The standard source system is used for acquiring standard data of each index on a highway and then transmitting the standard data to the intelligent digital instrument display module through the multi-channel signal interface;

the intelligent digital instrument display module is used for displaying the received standard data on one hand and transmitting the received standard data to the signal transmission output module on the other hand;

and the signal transmitting and outputting module is used for transmitting the received standard data to the signal dynamic analysis system.

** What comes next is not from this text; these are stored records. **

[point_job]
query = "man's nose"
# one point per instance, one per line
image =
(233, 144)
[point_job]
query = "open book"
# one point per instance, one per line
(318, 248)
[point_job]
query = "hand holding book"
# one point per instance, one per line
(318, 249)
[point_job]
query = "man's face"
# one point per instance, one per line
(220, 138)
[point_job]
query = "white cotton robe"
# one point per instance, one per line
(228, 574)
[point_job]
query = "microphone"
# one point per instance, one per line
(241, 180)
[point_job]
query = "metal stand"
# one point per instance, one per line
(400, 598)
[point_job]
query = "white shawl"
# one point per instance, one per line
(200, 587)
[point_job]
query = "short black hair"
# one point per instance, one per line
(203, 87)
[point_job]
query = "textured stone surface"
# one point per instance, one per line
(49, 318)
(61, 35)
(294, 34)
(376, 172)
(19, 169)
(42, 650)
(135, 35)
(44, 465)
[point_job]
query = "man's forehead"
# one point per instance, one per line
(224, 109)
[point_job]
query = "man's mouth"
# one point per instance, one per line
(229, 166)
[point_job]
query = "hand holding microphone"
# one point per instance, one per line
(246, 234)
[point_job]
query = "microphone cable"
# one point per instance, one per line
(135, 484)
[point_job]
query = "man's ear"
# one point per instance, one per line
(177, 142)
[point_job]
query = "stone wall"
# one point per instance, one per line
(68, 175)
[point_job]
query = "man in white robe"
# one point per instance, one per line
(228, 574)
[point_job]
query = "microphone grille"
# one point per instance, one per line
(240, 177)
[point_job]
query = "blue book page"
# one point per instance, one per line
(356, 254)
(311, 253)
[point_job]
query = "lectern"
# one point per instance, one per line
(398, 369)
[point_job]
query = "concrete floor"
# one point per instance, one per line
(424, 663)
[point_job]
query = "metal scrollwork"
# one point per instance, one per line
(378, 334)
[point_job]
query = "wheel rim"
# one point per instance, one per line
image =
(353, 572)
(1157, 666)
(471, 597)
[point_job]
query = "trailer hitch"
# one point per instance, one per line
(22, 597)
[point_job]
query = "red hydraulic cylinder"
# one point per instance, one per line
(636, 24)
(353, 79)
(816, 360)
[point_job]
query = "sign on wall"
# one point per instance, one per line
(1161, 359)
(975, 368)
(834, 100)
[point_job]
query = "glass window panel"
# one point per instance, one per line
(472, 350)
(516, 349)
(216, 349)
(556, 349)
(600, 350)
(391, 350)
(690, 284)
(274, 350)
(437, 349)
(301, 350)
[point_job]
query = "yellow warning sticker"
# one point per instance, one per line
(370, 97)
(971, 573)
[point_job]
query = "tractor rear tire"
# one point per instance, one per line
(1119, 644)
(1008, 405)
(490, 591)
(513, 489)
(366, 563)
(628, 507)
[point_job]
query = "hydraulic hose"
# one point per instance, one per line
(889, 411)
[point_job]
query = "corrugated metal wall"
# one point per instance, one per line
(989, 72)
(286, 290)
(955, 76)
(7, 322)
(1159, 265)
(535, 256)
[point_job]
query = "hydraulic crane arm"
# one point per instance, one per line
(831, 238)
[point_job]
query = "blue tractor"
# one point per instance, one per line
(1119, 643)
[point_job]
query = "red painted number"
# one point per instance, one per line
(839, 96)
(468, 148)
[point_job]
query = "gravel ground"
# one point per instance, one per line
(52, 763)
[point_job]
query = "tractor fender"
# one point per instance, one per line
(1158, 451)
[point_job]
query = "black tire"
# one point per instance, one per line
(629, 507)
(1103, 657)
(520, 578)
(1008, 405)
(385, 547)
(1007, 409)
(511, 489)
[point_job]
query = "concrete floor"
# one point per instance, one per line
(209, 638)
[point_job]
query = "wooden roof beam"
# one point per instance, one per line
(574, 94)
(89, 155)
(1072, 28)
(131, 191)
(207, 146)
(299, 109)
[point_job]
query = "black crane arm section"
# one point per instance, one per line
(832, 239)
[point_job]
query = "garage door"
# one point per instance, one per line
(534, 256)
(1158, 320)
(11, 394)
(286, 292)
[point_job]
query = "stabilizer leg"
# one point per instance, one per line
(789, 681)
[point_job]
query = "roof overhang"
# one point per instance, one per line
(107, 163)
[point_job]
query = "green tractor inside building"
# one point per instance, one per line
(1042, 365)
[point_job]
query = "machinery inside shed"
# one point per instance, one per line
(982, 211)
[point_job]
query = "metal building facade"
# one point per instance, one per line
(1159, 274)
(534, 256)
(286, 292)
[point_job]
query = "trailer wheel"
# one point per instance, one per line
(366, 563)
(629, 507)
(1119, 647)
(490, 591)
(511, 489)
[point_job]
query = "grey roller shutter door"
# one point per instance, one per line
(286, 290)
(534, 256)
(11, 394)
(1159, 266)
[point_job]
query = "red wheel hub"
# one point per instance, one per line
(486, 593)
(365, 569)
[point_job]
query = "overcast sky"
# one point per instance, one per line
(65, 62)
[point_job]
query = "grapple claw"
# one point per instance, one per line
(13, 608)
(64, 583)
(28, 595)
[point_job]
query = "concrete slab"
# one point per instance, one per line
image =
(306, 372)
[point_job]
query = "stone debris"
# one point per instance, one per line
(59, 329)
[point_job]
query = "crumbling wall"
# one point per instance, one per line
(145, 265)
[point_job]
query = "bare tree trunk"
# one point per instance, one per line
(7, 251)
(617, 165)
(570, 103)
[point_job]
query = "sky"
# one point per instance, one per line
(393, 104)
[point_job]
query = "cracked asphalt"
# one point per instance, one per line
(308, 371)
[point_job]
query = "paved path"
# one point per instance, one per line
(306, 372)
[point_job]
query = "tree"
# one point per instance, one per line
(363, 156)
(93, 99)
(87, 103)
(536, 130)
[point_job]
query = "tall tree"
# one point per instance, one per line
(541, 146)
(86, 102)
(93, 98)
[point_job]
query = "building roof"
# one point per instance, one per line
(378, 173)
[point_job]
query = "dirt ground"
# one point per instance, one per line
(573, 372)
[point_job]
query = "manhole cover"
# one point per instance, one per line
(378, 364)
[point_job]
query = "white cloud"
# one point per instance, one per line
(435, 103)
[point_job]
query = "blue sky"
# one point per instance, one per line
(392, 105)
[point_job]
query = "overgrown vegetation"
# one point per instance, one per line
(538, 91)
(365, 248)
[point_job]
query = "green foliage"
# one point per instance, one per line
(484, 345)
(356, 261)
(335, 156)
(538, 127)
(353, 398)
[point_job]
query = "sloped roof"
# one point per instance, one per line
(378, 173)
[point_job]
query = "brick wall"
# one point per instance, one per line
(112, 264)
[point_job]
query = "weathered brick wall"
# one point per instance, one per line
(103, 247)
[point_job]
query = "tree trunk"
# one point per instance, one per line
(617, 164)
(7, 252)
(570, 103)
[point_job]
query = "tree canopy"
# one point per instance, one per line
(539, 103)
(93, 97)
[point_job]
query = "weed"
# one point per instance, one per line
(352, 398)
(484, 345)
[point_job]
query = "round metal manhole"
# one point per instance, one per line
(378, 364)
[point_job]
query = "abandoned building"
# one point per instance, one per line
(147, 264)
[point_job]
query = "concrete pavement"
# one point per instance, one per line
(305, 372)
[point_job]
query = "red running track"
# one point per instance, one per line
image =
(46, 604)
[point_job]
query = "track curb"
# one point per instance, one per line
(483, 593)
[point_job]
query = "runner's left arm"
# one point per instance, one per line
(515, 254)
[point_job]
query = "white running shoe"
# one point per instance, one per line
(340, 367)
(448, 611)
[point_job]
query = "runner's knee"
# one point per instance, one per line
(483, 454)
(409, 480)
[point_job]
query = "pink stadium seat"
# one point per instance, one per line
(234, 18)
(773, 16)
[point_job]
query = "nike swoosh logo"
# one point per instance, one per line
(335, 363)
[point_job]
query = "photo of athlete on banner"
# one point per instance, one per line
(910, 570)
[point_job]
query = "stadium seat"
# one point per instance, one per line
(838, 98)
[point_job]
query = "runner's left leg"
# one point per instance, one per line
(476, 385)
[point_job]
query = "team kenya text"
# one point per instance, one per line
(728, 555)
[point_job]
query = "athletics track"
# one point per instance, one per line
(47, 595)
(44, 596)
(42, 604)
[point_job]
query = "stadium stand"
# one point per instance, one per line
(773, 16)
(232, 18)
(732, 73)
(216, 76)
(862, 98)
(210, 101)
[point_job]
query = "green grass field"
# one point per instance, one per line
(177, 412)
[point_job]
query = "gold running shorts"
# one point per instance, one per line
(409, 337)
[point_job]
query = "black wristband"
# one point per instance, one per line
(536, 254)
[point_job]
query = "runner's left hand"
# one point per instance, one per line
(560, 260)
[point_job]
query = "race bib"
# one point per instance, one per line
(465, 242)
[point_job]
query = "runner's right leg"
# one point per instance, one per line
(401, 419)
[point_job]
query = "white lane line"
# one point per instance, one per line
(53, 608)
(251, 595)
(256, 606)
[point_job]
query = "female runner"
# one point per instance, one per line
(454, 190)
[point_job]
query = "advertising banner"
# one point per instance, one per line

4. The portable monitoring, diagnosing and on-site verification system for road network sensing equipment as claimed in claim 3, wherein said portable on-site signal access system comprises a wireless transmitting terminal and a wired converting terminal, and transmits the received measured data to the signal dynamic analysis system through the wireless transmitting terminal or transmits the received measured data to the signal dynamic analysis system through the wired converting terminal.

5. The portable monitoring, diagnosing and on-site verification system for road network sensing equipment as claimed in claim 4, wherein said signal receiving module comprises a wireless signal receiving and protocol analyzing module and a DC voltage signal amplifying and analog-to-digital converting module;

the wireless signal receiving and protocol analyzing module is used for establishing communication with the wireless transmitting terminal, analyzing the received measured data and transmitting the analyzed measured data to the signal processing module;

and the direct-current voltage signal amplifying and analog-to-digital conversion module is used for establishing communication with the wired conversion terminal and the signal transmitting and outputting module, amplifying and performing analog-to-digital conversion on the received measured data and standard data and then transmitting the amplified and converted data to the signal processing module.

6. The portable monitoring, diagnostic and in-situ verification system for road network sensing equipment of claim 1, further comprising a CF card connected to the ARM processor, the CF card being configured to store relevant data generated in the ARM processor.